Behind the prophylactic barrier known as the TimesSelect subscription wall, David Brooks adds his 2 cents (give or take a penny) on the recent New York Times article on "Men Not Working," which I discussed here and here. His offering is titled, "Bye-Bye, Bootstraps," and begins:
In all healthy societies, the middle-class people have wholesome middle-class values while the upper-crust bluebloods lead lives of cosseted leisure interrupted by infidelity, overdoses and hunting accidents. But in America today we’ve got this all bollixed up.Where's the evidence for this being a change? The largest part of being rich is being talented and industrious. But this isn't really knew--I think it is a good description of the six decades since World War II, at the very least. And I've never really considered the rich to be particulaly idle, on the whole.

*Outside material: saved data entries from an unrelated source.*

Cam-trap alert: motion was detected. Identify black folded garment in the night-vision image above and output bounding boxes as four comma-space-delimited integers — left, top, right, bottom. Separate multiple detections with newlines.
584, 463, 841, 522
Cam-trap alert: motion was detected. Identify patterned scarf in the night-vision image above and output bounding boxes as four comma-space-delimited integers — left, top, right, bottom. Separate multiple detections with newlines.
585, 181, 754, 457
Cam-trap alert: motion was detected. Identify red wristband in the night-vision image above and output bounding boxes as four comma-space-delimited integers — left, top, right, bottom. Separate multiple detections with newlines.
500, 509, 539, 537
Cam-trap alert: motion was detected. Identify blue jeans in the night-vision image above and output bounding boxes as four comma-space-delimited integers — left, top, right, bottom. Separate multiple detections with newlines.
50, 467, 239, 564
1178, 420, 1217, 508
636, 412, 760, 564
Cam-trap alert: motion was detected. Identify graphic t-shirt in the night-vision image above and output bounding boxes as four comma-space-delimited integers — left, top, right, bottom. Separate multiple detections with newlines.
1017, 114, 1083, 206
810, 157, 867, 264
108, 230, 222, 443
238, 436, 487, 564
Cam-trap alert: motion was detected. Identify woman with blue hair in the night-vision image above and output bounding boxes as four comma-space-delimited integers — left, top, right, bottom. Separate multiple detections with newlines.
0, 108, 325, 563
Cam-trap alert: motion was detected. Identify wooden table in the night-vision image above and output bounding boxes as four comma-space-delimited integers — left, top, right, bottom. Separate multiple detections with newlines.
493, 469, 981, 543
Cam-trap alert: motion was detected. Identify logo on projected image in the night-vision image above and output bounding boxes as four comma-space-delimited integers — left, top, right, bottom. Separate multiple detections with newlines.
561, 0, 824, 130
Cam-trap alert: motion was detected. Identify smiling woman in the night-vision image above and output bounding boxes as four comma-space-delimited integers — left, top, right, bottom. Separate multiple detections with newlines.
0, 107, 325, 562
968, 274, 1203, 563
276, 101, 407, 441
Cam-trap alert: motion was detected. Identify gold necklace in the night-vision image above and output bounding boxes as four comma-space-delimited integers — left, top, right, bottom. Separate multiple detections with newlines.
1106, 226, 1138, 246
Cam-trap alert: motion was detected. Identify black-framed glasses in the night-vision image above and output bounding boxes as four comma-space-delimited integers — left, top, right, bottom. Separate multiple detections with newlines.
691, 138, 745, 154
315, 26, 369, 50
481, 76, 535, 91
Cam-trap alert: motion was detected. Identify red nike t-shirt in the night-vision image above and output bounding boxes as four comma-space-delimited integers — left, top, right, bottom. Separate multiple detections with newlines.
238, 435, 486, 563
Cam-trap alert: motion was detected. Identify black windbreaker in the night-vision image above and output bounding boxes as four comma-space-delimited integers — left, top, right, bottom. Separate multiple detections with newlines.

Given my location, consider the particular case of Nelson Rockefeller. It would not have been possible for him to have been born any richer, and he was the furthest thing from idle. It's hard to imagine any of today's super wealthy out-hustling him. (For an excellent biography, read The Imperial Rockefeller by Joe Persico.)
Through some screw-up in the moral superstructure, we now have a plutocratic upper class infused with the staid industriousness of Ben Franklin, while we are apparently seeing the emergence of a Wal-Mart leisure class — devil-may-care middle-age slackers who live off home-equity loans and disability payments so they can surf the History Channel and enjoy fantasy football leagues.
The part of Brooks's story that is a change is the extent to which middle class men are opting out of the labor force. But Brooks ascribes too much of it to character and not enough to positive changes that may be facilitating it. Middle class men now have home equity and wives' earnings to fall back on. Those are resources that will be consumed in some way eventually. In this case, they are consumed in the form of late career leisure. Would the men and their families be better off tomorrow if they saved them instead of consuming them? Of course, but I don't think Brooks can really make the case that middle class men of a prior generation would not have availed themselves of the same opportunities had they been presented with them.
Brooks does allude to the genuine concern when he refers to disability payments. Sooner or later, "Men Not Working" lead to greater numbers of men (or their surivors) drawing more from the social safety net. For example, choosing not to work in late career, even without receipt of unemployment or disability payments, increases the implicit rate of return on lifetime Social Security taxes paid. It also lowers income tax receipts from what they might otherwise be. Somebody else has to pick up that tab.
The policy response, if there is one, is to consider instruments of fiscal policy that are less redistributive--defined contribution (rather than defined benefit) retirement systems and consumption (rather than income) taxes.